Comment 6 Heiko Tietze 2020-12-10 08:34:01 UTC

(In reply to Eike Rathke from comment #4)
> Calc already offers different algorithms...

Tested the duplicate bug 134747 and sorting in Calc never resulted in this "phone book" order that Writer can do, which is expected by foxtrot.

Comment 7 Eike Rathke 2020-12-10 11:32:03 UTC

I don't know what you tried. If I use the 4 example lines of that bug description copied twice to Writer, selecting each section and sorting with German (Germany) but one Alphanumeric and one Phone book algorithm I get identical results for both:

I want...
I'm gonna...
Ich habe...
In der...

Same in Calc.

I also don't see why there should be any difference because AFAIK the German phone book algorithm is about the position of Umlauts, not blanks or apostrophes.

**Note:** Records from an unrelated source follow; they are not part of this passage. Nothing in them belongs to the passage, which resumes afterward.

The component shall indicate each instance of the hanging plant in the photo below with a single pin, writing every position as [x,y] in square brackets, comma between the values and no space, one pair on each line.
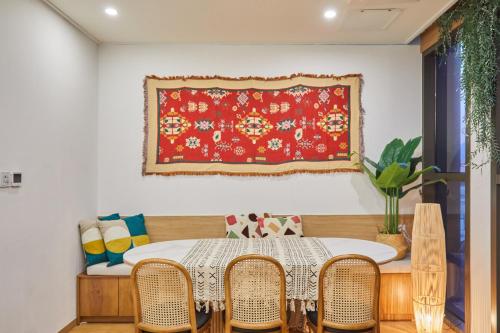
[477,36]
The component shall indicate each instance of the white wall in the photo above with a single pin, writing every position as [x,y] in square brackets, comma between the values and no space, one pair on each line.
[391,97]
[48,130]
[480,247]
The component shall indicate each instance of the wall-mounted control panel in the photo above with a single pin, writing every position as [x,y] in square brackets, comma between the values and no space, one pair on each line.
[11,179]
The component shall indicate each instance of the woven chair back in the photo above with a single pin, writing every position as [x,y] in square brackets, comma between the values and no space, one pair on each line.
[349,293]
[255,291]
[163,295]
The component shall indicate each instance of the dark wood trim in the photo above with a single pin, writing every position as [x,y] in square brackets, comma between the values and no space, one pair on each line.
[495,216]
[66,329]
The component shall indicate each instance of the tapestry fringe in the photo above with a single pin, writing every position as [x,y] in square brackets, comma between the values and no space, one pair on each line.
[259,78]
[145,129]
[248,174]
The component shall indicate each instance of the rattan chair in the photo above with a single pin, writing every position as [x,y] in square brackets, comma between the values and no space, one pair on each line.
[163,299]
[348,297]
[255,295]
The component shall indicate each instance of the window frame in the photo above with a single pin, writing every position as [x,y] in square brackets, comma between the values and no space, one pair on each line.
[428,193]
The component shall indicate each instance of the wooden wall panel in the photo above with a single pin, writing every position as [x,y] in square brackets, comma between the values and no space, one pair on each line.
[395,297]
[164,228]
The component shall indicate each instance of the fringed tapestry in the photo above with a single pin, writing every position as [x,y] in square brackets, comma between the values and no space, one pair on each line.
[252,126]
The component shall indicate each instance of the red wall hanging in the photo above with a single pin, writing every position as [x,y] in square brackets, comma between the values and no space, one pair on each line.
[252,126]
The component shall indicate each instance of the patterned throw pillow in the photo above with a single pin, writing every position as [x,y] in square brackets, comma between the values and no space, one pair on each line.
[92,242]
[243,225]
[117,240]
[281,226]
[136,226]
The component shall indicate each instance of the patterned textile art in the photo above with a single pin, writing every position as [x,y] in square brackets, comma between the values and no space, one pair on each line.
[302,259]
[252,126]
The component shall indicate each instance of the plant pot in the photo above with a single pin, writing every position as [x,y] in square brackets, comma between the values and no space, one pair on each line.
[397,241]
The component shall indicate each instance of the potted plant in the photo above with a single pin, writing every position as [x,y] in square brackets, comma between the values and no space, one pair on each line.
[394,176]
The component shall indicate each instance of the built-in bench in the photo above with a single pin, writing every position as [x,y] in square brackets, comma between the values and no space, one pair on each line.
[104,293]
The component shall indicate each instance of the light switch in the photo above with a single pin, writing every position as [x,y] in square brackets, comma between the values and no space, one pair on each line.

Comment 8 foxtrot 2020-12-10 17:05:44 UTC

The point is: I never talked about "phone book", My issue was linked to this as a "duplicate". I just would like to sort those titles right. Would you sort them the way the algorithm does? The algorithm would sort it right, if it just considered letters - that's my point.

Comment 9 Heiko Tietze 2020-12-11 07:46:36 UTC

(In reply to Eike Rathke from comment #7)
> I don't know what you tried.
Me neither anymore. When I tried first Calc sorted differently to Writer with PB-mode enabled. Anyway, if this mode would take spaces into consideration I imagine it's a solution to both issues and a valuable enhancement. But feel free to resolve/reopen tickets.

Comment 10 Robert Lacroix 2020-12-13 00:31:00 UTC

I think a more general approach would be to allow regular expression matching to ignore parts of a sort string. Calc is already most of the way there since the Find and Replace feature has regular expression matching as an option. For people who don't know how to use regular expressions, add a modifiable list of common patterns to choose from, similar to what we have for date formats. Ignoring spaces would simply be one of these selectable predefined patterns.